Throughout August 1940 the second phase of the Battle of Britain was in full swing as the Luftwaffe turned their full attention to the destruction of Fighter Command’s 11 Group airfields. The summer skies over Kent and the south-east of England saw the young RAF fighter pilots in almost continuous action as they sought to repel Goering’s raiders. But, by October, Fighter Command’s tiny force of just under 3,000 had achieved the impossible; against the odds they had halted and repelled the mighty Luftwaffe, then the largest and most modern air force in the world. Hermann Goering and his cronies in German High Command had seriously underestimated the skill, determination and resilience of the men from RAF Fighter Command. A few months before, Hitler had been pouring scorn on Britain for its refusal to surrender; now he was forced to eat his words.

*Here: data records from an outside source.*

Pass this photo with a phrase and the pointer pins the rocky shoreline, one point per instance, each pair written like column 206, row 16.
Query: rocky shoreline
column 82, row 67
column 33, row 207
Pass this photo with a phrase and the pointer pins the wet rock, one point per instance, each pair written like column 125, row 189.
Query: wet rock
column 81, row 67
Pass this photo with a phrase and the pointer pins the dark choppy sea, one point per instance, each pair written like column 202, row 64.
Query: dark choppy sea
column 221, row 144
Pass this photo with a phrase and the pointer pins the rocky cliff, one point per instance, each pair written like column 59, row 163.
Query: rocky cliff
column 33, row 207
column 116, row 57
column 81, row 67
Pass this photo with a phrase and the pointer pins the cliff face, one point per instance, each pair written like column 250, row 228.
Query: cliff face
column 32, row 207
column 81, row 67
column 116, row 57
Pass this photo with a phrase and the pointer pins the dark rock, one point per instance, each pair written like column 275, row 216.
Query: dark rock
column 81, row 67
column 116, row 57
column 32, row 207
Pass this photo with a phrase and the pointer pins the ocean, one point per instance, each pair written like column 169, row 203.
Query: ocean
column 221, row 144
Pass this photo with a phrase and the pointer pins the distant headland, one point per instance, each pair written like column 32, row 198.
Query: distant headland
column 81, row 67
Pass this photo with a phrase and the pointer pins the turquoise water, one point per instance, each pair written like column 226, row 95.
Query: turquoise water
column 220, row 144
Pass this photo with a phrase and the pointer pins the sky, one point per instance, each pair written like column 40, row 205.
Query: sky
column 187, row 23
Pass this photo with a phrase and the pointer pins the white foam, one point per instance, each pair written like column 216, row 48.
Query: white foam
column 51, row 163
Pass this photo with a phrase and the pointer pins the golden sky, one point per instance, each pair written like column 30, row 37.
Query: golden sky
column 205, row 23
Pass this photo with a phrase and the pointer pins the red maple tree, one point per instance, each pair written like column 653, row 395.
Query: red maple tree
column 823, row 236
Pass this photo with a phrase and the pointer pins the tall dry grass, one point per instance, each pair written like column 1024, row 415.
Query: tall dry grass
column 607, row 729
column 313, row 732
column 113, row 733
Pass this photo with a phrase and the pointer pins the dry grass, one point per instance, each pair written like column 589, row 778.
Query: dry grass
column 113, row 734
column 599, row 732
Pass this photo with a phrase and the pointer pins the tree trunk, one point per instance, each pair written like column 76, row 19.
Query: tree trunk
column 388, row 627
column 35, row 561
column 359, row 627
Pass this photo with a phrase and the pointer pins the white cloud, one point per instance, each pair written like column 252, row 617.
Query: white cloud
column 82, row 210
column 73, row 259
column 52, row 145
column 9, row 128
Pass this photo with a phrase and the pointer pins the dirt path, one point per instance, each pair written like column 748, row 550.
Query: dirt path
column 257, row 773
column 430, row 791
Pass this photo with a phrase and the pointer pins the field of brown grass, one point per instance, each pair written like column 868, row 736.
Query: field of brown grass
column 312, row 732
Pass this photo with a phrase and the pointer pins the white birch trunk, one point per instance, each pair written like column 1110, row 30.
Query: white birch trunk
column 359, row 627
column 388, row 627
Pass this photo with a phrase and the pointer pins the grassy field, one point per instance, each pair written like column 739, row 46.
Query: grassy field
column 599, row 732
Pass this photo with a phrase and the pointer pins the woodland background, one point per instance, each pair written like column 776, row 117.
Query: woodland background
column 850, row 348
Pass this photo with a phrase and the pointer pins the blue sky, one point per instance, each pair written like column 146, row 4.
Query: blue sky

Anthony Saunders’ beautiful painting Back From The Fight transports us to the morning of Monday 12 August 1940, a day when 11 Group airfields at Hawkinge, Manston and Lympne airfields all came under heavy attack from Luftwaffe raiders. With the harvest well under way below them, the Spitfires of 610 Squadron, led by S/Ldr John Ellis, return to re-fuel and re-arm after a tense encounter with Luftwaffe fighters, an engagement in which they were credited with several victories, including two claimed by the Squadron Leader.